Sign in to follow this  
Followers 0
Dampe

Parsing html data..

5 posts in this topic

#1 ·  Posted (edited)

I'm trying to parse raw html into a big string, just leaving the important things behind.

Func _SearchForQuest()
   Local $GlobalQuestURL = "http:http://thottbot.com/?s="
    
    $tSearchParam = GUICtrlRead ($GUIInpts[5])
    If $tSearchParam <> "" Then
        
        _SetStatus("Connecting to " & $GlobalQuestURL & $tSearchParam)
        
        ;//Onu is meditating
        ;$tQuestResSource = _INetGetSource ($GlobalQuestURL & $tSearchParam)
                 $tQuestResSource = _INetGetSource ($GlobalQuestURL & "Onu is meditating")
        _SetStatus("Retrieved data from " & $GlobalQuestURL & $tSearchParam)
        
        If StringInStr ($tQuestResSource, "No search results found.") Then
            GUICtrlSetData ($GUILblQuestDescription, "No search results found.")
        Else
            MsgBox (32, "test", $tQuestResSource)
        EndIf
        
        
    EndIf
    
EndFunc

Anyone want to give me a hand / point in the direction?

Edited by Dampe

Share this post


Link to post
Share on other sites



#3 ·  Posted (edited)

I'm trying to parse raw html into a big string, just leaving the important things behind.

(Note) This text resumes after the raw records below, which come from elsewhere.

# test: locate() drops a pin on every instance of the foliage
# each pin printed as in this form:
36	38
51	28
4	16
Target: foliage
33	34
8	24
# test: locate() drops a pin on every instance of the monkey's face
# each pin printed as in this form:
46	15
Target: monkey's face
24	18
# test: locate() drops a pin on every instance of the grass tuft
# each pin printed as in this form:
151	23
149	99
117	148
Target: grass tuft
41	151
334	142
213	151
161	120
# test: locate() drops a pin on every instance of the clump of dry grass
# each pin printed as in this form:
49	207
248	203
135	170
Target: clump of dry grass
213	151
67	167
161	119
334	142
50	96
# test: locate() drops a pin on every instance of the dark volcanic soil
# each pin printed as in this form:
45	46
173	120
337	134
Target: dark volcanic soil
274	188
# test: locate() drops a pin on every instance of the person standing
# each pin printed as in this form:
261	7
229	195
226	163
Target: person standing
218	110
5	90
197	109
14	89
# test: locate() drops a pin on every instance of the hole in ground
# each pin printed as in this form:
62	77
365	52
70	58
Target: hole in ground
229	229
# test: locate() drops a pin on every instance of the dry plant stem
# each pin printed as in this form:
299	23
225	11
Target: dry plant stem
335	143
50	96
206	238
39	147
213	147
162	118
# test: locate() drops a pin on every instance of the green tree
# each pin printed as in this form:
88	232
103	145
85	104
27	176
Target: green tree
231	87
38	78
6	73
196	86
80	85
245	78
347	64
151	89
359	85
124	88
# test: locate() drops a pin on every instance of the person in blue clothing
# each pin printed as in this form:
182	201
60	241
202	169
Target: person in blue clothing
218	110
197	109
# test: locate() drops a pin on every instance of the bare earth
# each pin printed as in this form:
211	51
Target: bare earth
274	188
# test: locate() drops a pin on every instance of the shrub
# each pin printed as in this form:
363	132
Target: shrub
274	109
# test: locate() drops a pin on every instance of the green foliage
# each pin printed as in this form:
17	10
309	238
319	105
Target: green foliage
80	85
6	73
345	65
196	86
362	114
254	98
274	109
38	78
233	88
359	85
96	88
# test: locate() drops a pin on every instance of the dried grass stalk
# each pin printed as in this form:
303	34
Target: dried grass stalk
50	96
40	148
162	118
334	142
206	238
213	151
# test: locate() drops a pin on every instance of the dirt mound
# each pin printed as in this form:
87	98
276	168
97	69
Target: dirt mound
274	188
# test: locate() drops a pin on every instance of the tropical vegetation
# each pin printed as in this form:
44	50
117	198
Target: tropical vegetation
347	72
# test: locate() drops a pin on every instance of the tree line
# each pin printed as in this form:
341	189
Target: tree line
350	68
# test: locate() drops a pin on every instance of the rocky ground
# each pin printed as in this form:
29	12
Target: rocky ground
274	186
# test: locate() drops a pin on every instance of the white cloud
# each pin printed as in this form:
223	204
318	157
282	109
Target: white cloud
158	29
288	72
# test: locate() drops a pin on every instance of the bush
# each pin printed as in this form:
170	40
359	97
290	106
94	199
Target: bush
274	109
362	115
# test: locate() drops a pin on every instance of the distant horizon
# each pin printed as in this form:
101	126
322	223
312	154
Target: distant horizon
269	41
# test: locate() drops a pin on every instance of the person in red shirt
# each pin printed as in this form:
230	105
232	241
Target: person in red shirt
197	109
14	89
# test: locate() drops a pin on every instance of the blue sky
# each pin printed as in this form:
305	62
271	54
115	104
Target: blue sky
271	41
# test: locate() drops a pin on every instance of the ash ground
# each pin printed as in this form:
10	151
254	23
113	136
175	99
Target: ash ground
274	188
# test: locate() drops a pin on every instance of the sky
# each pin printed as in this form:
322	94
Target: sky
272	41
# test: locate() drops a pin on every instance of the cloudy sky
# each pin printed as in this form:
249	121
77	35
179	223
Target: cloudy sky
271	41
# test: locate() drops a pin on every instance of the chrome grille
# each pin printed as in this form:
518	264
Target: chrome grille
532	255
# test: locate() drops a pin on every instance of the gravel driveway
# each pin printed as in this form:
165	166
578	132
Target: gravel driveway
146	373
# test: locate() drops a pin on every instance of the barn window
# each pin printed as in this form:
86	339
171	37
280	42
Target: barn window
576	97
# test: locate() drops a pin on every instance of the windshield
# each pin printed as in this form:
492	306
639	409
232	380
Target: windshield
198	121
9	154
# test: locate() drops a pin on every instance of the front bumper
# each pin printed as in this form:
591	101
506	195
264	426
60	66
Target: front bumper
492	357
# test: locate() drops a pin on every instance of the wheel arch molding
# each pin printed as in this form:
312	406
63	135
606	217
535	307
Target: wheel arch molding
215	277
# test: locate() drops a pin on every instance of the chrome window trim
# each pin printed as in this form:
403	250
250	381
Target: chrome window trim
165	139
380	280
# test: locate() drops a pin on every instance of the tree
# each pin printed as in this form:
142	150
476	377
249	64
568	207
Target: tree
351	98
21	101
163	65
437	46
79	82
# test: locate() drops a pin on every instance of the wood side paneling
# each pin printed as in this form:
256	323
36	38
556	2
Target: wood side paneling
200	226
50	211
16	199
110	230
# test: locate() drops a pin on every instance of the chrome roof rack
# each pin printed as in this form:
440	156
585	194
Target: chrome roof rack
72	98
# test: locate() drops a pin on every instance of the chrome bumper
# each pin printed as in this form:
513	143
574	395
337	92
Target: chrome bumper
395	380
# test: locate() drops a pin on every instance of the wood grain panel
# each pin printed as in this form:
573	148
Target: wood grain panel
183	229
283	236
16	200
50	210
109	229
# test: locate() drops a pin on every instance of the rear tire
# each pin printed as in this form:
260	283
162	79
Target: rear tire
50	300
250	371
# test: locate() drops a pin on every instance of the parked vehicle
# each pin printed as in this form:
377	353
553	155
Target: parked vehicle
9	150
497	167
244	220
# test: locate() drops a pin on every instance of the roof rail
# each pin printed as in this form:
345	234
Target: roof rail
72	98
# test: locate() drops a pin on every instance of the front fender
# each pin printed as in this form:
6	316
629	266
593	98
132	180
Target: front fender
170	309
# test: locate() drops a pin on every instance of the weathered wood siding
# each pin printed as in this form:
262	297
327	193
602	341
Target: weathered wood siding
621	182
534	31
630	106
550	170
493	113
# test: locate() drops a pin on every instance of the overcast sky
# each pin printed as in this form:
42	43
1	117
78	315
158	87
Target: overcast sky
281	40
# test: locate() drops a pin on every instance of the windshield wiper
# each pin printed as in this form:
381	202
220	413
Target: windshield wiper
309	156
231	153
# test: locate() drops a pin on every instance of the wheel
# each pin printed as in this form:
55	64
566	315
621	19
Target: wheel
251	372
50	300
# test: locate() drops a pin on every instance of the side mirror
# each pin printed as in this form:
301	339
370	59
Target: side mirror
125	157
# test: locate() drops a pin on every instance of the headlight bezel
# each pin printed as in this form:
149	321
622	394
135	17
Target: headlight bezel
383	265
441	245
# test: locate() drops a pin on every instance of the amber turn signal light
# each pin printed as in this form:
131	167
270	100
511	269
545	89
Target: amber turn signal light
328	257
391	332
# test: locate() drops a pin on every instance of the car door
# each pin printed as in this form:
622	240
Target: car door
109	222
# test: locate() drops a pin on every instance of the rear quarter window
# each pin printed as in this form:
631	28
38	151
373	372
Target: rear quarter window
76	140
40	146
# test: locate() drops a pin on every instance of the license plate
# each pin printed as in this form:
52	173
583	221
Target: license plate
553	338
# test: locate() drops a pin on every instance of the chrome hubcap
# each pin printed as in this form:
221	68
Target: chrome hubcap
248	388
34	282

What are those important things?

This just strips all HTML tags, leaving the text unchanged.

Global $oMyError = ObjEvent("AutoIt.Error", "COMError")


InetGet("http://thottbot.com/?s=", @ScriptDir & "\html.html")
$sSource = FileRead(@ScriptDir & "\html.html")
$sPlainText = _HTML_StripTags($sSource)
ConsoleWrite($sPlainText & @CRLF)


Func _HTML_StripTags($sHTML)
    If Not StringStripWS($sHTML, 8) Then Return SetError(1, 0, "")
    Local $oHTML = ObjCreate("HTMLFILE")
    If @error Then Return SetError(2, 0, "")
    $oHTML.Open()
    $oHTML.Write($sHTML)
    If Not $oHTML.Body.InnerText Then Return SetError(3, 0, "")
    Return SetError(0, 0, $oHTML.Body.InnerText)
EndFunc   ;==>_HTML_StripTags

Func COMError()
    MsgBox(16, "AutoItCOM Test", "We intercepted a COM Error !" & @CRLF & @CRLF & _
            "err.description is: " & @TAB & $oMyError.description & @CRLF & _
            "err.windescription:" & @TAB & $oMyError.windescription & @CRLF & _
            "err.number is: " & @TAB & Hex($oMyError.number, 8) & @CRLF & _
            "err.lastdllerror is: " & @TAB & $oMyError.lastdllerror & @CRLF & _
            "err.scriptline is: " & @TAB & $oMyError.scriptline & @CRLF & _
            "err.source is: " & @TAB & $oMyError.source & @CRLF & _
            "err.helpfile is: " & @TAB & $oMyError.helpfile & @CRLF & _
            "err.helpcontext is: " & @TAB & $oMyError.helpcontext _
            )
    SetError(1)
EndFunc   ;==>COMError
Edited by Robjong

Share this post


Link to post
Share on other sites

Why this?

Should it not be:

?

Yep.

Accident, only put that there on the forum so people knew what I was trying to do :)

What are those important things?

This just strips all HTML tags, leaving the text unchanged.

Global $oMyError = ObjEvent("AutoIt.Error", "COMError")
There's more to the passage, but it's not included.